The pirates attempt unsuccessfully to raid several ships, one of these is a plague ship where a man is a pale green colour, he is very friendly, even when his arm falls off! There is no blood, gore or suffering. Another ship is full of naturalists, objects are strategically placed to ensure nothing explicit is seen, however it is obvious that they are all naked.
There is a fair amount of dialogue that is casual about violence, for instance, one character says ‘I do enjoy running people through’ to which another replies ‘You’re brilliant at it’. Another says that he is ‘about to meet a watery grave’ when being forced to walk the plank. One character says ‘People who live alone are always serial killers’ and, in a comically macabre moment, a character says ‘I used babies as squid bait’.
There is also plenty of dialogue which has cheeky but relatively mild sexual innuendo. One character says that one of the best parts of being a pirate is ‘scantily-clad mermaids’; on a competition entry the options for the different types of shanty’s are ‘loud’, ‘rousing’ and ‘explicit’. Another character bemoans the fact that he will ‘never get to second base with a lady’ and later says of another character ‘her bum really does it for me!’ A scientist extolls the virtues of his new invention, an airship, but ultimately ‘mostly it’s for looking down ladies’ tops’ which is met by sombre applause by several men in the audience; there is an accompanying drawing of a buxom woman who is being ogled by a man above her in one of the airships, a dotted line from his eyes to her chest emphasising the point. Later, when in an airship, a character says ‘It’s true, you can see down ladies’ tops!’
A character is due to be executed and is forced to his knees and his neck is placed onto a chopping block. The executioner raises the axe and brings it down swiftly, the camera cuts to another character slicing up a sausage, the inside looking like what would have been left of the neck.
CAN I SEE A CLIP?
VERDICT – IS ‘THE PIRATES! BAND OF MISFITS’ FOR KIDS?

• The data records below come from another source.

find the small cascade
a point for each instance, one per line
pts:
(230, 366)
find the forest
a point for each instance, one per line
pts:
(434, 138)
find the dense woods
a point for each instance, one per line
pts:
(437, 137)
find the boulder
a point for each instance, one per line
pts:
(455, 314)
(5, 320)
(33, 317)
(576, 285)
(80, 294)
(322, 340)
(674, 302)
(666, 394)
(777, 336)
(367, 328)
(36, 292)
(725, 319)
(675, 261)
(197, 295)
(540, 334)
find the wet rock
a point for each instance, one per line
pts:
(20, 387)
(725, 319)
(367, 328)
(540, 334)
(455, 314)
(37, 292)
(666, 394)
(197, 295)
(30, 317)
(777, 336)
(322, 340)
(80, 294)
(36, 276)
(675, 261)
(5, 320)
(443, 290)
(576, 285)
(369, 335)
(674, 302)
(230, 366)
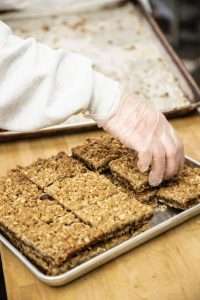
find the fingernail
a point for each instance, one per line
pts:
(154, 182)
(142, 168)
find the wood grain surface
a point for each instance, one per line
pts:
(165, 268)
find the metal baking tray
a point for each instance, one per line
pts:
(187, 83)
(162, 221)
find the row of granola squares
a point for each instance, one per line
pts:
(61, 211)
(108, 155)
(59, 214)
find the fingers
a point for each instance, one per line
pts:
(158, 165)
(174, 155)
(144, 160)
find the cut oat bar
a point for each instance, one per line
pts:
(148, 197)
(45, 232)
(17, 188)
(95, 250)
(184, 192)
(125, 169)
(45, 171)
(82, 190)
(98, 202)
(115, 213)
(97, 153)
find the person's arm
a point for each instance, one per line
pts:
(40, 86)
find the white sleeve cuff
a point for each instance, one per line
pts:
(106, 97)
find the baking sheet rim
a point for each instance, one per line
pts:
(110, 254)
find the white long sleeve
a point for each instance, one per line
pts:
(40, 87)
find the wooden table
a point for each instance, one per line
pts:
(165, 268)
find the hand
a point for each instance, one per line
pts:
(147, 131)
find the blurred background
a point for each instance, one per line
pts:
(180, 20)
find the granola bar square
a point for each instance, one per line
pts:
(45, 171)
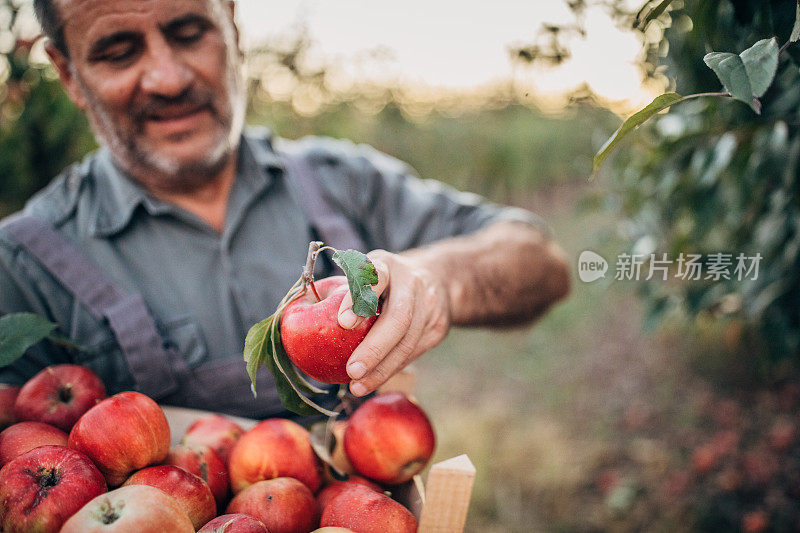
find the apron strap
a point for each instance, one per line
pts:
(333, 226)
(127, 314)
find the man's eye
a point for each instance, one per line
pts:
(189, 33)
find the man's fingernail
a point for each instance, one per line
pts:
(357, 370)
(347, 319)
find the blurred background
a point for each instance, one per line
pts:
(651, 405)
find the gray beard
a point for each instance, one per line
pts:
(170, 174)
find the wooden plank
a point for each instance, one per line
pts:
(447, 494)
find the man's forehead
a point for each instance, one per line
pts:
(83, 11)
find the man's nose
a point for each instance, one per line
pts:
(165, 73)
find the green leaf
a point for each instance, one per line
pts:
(20, 331)
(263, 346)
(761, 63)
(360, 274)
(659, 104)
(656, 12)
(731, 71)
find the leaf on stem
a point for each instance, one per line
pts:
(20, 331)
(361, 274)
(263, 346)
(731, 71)
(659, 104)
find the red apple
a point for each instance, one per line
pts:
(203, 462)
(25, 436)
(121, 434)
(333, 489)
(389, 438)
(136, 508)
(41, 489)
(191, 492)
(283, 504)
(234, 523)
(366, 511)
(274, 448)
(8, 395)
(215, 431)
(312, 336)
(59, 395)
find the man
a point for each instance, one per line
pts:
(193, 231)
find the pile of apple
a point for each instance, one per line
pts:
(73, 460)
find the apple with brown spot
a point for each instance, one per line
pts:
(283, 504)
(41, 489)
(59, 395)
(25, 436)
(216, 431)
(136, 508)
(203, 462)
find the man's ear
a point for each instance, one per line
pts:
(232, 15)
(65, 72)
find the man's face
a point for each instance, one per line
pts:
(160, 81)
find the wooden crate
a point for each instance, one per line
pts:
(440, 504)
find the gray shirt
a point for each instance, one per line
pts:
(204, 288)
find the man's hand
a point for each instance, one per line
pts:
(415, 317)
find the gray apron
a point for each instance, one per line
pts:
(158, 369)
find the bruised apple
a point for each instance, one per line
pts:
(41, 489)
(191, 492)
(234, 523)
(334, 488)
(123, 433)
(216, 431)
(136, 508)
(362, 509)
(273, 448)
(25, 436)
(283, 504)
(203, 462)
(389, 438)
(59, 395)
(312, 336)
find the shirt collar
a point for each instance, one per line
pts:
(118, 196)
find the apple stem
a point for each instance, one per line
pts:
(308, 270)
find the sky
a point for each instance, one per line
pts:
(451, 44)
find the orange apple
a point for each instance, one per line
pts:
(274, 448)
(191, 492)
(389, 438)
(283, 504)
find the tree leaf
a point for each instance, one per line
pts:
(761, 64)
(731, 71)
(658, 104)
(360, 274)
(656, 12)
(263, 346)
(20, 331)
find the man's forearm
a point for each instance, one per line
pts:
(506, 274)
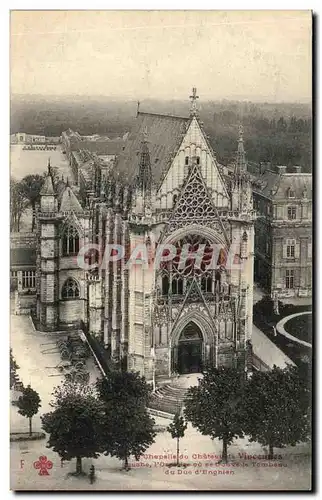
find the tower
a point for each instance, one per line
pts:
(48, 255)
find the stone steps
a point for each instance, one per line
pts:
(168, 399)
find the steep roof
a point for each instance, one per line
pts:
(276, 186)
(69, 202)
(297, 182)
(164, 136)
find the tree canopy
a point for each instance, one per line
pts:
(29, 404)
(277, 408)
(129, 427)
(214, 406)
(75, 424)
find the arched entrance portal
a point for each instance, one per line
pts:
(190, 350)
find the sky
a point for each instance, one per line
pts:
(253, 55)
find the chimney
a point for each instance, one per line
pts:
(281, 169)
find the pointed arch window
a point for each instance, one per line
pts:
(165, 285)
(70, 289)
(177, 286)
(70, 241)
(291, 193)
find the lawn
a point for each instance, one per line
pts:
(265, 319)
(300, 327)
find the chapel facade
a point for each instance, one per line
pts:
(165, 188)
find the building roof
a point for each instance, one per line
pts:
(48, 186)
(69, 201)
(276, 186)
(164, 135)
(22, 257)
(106, 147)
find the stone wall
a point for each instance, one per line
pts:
(25, 303)
(23, 240)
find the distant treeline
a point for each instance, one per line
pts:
(275, 132)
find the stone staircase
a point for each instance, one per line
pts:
(168, 399)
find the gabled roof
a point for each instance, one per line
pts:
(69, 202)
(276, 186)
(164, 136)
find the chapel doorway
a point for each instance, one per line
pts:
(190, 350)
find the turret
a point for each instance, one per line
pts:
(144, 177)
(48, 201)
(241, 190)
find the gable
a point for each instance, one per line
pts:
(193, 144)
(164, 136)
(195, 205)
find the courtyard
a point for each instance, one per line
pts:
(37, 360)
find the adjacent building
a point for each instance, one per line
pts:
(166, 188)
(283, 230)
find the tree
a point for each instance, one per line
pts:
(75, 424)
(13, 370)
(18, 205)
(29, 404)
(214, 407)
(276, 408)
(177, 429)
(30, 187)
(128, 426)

This fun, exciting and very cheeky movie may be a little too risqué for some but it manages to take a pirate movie and do something entirely different with it which can only be commended. In all, the content of ‘The Pirates! Band of Misfits’ should be appropriate for kids aged six and over however, the dialogue (some of which is clear enough to be understood by kids) may be off-putting for a lot of parents so supervision is recommended.
- Violence: 1/5 (a pirate falls into the ocean, a second later the animation changes to show a ship travelling across a map, when this happens, the pirate disappears as he is surrounded by circling shark fins, implying that this man could have been killed. The trophy for the ‘Pirate of the Year’ competition is a golden skull with a knife stabbed through it)
- Emotional Distress: 1/5 (the life of the ship’s beloved ‘parrot’, Polly, is threatened on a few occasions and the crew become mildly upset when they feel she could be hurt)
- Fear Factor: 1/5 (there is a brief five seconds shot of a house which looks like a typically ‘haunted mansion’. It is shown at night so the house itself is black and the accompanying music is very ominous.
- Sexual Content: 2/5 (a lot of risqué innuendo. A man falls into a bathtub which is occupied by woman – albeit one masquerading as a man – although the bubbles cover her nudity completely.
- Bad Language: 2/5 (infrequent cursing but some words stronger than might otherwise be expected of a ‘U’ rated movie, such as ‘crap’, ‘arse’ and when one character is subtitled, he says ‘are you out of your &!@$! mind?’)
- Dialogue: 2/5
- Other Notes: Deals with themes of friendship, ambition, loneliness, trickery, insecurity, loyalty, innovation and invention in Victorian Britain (in a comical and exaggerated way) and the pirate life.